Roger Lin is planning to use insulated concrete forms in a house he hopes will meet the Passivhaus standard of 0.6 air changes per hour at 50 Pascals (ACH50). ICFs are rigid foam building blocks stacked like Legos and then filled with concrete.
Lin has been told by ICF manufacturers they won’t need air-sealing, but he’s not so sure.
“I understand that ICFs with the concrete will be pretty airtight,” he writes in a Q&A post, “but I still see the joints where the ICFs meet as potential weak spots. Will I need to air seal them and how would you do it?”
The conversation that follows is as much about the Passivhaus standards themselves as it is about leaky ICF walls. Are the standards arbitrary and unreasonable rules promulgated by zealots? Or sensible construction standards that can work anywhere?
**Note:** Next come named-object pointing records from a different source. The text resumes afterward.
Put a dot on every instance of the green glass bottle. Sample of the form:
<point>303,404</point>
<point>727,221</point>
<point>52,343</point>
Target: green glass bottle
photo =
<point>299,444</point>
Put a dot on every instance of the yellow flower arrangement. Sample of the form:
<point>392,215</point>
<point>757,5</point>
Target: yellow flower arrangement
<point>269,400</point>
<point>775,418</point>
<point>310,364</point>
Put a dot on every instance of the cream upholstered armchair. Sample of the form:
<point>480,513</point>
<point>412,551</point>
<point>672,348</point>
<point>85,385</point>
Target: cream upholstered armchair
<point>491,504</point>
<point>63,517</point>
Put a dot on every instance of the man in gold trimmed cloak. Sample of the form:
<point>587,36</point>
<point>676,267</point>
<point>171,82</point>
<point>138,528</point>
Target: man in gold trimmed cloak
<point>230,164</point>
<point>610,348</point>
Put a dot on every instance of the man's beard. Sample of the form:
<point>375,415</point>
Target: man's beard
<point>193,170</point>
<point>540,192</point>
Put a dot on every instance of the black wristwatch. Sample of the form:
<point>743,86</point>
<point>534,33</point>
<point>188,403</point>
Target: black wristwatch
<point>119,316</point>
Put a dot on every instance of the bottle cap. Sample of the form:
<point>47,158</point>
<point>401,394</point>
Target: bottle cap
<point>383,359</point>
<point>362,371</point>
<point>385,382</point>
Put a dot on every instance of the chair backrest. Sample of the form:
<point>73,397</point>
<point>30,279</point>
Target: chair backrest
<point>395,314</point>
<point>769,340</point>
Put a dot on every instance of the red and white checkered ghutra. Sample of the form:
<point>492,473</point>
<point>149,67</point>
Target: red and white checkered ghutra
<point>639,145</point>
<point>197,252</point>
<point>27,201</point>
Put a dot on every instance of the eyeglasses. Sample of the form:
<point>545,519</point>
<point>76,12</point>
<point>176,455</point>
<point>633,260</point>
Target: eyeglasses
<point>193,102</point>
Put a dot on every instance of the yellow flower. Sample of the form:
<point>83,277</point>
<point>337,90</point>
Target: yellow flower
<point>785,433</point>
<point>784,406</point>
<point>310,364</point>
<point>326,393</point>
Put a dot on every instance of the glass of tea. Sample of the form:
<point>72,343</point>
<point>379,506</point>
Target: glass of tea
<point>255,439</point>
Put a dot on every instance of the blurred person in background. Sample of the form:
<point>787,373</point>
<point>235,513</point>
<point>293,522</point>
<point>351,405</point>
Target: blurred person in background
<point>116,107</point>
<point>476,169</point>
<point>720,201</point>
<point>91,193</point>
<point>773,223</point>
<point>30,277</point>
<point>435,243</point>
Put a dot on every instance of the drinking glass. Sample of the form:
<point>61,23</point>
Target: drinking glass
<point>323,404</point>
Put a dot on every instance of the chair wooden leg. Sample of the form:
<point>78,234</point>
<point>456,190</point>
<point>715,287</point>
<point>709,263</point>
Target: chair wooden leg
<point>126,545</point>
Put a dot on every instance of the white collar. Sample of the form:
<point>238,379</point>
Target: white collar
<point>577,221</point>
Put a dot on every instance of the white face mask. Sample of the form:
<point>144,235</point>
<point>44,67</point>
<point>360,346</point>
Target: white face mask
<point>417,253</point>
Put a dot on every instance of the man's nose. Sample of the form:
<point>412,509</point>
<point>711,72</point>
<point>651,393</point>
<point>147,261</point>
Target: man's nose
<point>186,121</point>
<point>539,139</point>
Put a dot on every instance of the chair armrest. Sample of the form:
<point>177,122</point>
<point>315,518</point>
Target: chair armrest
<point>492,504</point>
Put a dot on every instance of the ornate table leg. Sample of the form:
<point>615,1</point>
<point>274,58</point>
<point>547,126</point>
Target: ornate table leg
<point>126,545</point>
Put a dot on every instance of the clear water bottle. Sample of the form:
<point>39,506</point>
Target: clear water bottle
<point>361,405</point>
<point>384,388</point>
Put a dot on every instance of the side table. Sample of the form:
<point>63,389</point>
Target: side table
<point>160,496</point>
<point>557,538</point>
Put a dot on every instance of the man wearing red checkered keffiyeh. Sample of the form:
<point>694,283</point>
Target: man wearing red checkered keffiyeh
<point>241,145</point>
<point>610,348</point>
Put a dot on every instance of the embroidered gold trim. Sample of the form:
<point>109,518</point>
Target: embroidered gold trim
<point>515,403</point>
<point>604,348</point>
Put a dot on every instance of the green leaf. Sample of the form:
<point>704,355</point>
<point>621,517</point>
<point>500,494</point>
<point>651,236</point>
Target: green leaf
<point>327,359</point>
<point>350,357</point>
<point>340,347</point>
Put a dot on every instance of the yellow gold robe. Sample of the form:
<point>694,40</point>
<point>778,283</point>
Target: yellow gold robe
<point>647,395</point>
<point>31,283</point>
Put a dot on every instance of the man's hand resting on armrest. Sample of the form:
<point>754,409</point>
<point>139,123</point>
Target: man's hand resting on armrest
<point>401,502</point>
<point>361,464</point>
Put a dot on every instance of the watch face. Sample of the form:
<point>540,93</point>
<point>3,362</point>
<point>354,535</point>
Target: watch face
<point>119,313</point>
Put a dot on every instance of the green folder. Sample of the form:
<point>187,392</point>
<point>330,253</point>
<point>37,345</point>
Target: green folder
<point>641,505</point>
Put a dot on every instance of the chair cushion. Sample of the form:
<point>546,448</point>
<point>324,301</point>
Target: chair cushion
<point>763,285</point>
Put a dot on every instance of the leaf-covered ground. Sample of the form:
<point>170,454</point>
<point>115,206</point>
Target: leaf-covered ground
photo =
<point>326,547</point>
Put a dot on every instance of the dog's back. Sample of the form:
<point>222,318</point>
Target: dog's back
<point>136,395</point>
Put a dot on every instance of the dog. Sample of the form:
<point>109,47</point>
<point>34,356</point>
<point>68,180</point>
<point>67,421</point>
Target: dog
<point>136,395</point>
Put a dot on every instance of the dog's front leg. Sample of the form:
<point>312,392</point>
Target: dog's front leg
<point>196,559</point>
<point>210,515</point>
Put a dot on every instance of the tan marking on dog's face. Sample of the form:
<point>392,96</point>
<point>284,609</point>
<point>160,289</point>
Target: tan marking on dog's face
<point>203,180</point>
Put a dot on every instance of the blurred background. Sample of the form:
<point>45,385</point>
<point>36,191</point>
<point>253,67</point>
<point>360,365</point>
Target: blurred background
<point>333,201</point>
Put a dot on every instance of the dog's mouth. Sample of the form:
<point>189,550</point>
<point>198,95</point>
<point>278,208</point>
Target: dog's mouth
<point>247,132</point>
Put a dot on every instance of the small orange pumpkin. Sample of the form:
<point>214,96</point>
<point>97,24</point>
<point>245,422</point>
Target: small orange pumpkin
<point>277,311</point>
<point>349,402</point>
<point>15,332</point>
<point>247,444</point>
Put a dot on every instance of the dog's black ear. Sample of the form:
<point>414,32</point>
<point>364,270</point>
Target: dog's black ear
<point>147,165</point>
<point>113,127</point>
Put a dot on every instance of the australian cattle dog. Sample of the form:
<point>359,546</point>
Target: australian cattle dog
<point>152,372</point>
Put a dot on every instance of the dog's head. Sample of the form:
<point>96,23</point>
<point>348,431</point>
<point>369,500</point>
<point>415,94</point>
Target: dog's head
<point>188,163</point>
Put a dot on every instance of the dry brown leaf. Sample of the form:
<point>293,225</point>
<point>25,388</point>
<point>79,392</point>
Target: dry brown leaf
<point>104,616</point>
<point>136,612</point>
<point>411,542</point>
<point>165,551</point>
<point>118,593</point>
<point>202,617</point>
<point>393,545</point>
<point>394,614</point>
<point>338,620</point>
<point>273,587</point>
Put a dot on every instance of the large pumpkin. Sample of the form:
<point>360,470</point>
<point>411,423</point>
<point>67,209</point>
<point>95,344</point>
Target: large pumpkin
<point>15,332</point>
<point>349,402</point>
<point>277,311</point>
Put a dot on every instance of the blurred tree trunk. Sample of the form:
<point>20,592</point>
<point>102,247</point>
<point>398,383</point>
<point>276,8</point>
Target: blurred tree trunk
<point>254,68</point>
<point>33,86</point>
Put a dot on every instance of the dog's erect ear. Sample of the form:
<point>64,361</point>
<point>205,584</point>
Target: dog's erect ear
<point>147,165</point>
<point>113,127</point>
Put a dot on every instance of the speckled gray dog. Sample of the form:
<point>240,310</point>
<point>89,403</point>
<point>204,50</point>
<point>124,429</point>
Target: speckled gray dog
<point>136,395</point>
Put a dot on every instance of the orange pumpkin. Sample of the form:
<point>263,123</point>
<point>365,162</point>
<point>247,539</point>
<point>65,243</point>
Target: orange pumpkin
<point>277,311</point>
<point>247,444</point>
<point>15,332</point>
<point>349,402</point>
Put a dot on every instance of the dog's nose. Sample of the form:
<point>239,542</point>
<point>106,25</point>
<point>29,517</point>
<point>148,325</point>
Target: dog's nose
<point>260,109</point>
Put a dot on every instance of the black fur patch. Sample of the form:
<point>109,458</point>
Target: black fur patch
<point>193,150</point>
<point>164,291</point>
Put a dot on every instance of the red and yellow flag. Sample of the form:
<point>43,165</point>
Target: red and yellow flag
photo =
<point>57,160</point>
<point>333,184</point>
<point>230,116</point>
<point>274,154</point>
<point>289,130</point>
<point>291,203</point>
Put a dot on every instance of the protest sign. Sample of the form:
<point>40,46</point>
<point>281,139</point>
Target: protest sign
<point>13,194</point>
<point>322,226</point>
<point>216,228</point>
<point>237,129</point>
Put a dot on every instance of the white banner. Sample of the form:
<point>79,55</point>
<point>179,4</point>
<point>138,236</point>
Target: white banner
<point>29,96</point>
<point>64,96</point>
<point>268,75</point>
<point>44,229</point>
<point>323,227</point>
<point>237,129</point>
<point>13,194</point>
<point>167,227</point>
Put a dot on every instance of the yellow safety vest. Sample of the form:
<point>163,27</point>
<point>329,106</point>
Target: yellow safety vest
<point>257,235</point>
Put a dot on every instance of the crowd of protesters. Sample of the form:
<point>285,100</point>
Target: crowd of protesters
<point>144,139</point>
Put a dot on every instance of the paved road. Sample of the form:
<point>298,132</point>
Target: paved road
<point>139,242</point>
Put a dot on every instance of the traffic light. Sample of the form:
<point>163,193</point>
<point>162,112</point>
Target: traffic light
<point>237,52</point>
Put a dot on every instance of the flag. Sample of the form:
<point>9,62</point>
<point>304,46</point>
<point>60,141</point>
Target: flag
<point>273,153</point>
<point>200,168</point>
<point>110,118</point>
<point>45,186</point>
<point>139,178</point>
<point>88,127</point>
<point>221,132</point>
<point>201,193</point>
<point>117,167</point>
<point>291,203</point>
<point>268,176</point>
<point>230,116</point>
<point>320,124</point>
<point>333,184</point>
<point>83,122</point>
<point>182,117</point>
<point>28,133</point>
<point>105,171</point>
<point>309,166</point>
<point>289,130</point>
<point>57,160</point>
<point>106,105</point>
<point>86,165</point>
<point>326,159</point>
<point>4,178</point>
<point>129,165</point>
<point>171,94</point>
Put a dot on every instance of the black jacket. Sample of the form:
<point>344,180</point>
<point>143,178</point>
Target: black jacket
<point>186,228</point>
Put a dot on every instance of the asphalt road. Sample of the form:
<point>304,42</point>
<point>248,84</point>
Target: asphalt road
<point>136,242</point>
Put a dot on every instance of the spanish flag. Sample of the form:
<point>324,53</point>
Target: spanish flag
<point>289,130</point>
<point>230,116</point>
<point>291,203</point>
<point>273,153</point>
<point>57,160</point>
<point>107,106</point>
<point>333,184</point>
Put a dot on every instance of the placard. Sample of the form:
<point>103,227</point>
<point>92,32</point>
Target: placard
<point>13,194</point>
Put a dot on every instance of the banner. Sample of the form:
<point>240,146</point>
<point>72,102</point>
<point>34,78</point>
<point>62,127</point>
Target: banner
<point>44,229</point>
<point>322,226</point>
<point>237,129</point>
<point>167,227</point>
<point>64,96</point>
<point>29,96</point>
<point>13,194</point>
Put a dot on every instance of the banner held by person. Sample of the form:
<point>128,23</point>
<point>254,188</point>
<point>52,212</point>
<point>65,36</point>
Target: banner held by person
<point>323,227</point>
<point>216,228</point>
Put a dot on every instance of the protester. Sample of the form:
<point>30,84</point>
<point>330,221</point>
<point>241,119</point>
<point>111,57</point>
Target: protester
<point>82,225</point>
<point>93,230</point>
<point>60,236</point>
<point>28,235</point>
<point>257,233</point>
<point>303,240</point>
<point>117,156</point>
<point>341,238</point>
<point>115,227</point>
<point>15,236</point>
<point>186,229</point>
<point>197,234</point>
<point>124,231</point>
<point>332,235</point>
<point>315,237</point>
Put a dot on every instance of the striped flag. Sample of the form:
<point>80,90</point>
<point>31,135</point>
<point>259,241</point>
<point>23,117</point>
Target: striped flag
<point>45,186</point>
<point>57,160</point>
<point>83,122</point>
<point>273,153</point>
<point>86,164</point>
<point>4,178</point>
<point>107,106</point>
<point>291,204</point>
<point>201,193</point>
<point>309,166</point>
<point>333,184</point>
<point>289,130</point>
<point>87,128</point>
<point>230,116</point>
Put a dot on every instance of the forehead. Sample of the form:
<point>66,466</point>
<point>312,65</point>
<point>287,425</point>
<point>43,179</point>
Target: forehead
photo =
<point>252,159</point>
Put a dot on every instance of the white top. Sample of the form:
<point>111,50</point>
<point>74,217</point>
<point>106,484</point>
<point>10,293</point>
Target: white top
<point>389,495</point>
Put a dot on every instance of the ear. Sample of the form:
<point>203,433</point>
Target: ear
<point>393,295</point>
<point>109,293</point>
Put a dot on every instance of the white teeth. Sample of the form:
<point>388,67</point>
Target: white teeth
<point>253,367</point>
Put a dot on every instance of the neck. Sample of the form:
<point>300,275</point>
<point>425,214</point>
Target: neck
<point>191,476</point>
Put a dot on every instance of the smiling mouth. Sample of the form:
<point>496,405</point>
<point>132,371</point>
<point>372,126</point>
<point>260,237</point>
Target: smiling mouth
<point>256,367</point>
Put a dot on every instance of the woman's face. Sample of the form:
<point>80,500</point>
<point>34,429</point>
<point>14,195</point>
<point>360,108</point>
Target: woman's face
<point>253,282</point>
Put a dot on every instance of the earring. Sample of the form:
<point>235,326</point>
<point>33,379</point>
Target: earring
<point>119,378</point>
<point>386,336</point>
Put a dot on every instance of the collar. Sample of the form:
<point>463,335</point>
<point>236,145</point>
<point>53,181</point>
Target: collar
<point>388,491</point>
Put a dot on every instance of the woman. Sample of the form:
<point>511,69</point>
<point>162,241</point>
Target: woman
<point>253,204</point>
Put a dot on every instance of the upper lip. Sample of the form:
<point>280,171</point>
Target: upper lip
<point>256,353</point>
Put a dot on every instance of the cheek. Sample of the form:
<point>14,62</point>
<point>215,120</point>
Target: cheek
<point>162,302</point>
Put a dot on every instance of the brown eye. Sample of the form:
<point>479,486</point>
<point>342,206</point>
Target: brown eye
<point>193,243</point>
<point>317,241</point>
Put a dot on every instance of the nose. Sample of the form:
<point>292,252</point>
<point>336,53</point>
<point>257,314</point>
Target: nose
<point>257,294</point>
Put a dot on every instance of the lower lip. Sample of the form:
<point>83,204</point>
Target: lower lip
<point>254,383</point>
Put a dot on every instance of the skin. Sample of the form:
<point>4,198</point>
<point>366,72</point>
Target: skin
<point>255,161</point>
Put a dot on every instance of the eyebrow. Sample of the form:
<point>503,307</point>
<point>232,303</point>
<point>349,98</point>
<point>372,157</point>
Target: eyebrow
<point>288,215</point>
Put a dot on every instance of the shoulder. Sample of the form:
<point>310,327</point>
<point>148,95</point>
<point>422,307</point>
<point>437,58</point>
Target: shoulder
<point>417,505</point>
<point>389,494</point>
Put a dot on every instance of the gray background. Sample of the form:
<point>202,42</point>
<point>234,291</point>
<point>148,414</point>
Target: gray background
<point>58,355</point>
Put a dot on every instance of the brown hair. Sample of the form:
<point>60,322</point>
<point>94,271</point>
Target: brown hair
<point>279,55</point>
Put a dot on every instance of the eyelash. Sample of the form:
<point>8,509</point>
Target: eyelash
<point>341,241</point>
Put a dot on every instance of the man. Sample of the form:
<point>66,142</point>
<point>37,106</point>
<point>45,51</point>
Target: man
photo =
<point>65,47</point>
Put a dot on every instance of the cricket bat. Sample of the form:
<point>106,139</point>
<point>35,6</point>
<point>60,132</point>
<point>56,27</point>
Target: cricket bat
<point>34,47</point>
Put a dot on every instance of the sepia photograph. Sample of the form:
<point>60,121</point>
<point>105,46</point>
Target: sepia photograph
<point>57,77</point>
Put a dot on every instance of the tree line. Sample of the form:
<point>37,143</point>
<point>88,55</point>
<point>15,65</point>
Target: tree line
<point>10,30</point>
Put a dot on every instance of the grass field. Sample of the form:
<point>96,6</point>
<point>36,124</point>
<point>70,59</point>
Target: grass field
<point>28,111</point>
First, the air leak question
John Semmelhack is first out of the box with an assurance that a Passivhaus home in Wisconsin built with ICFs tested a very low 0.36 ACH50 with a preliminary blower-door test. And that was without any additional air sealing of the forms.
GBA editor Martin Holladay agreed with Semmelhack, noting that “ICFs have a continuous monolithic concrete core that is an excellent air barrier.” He added a caveat: “Of course, there are many locations where careful air sealing is still required, including: around windows and doors, at the intersection of the walls and ceilings, and at ceiling penetrations.”
J Chesnut adds that a “very diligent” site foreman had a lot to do with the good airtightness results in Wisconsin, but it’s not so much the walls that may be leaky but other parts of the structure.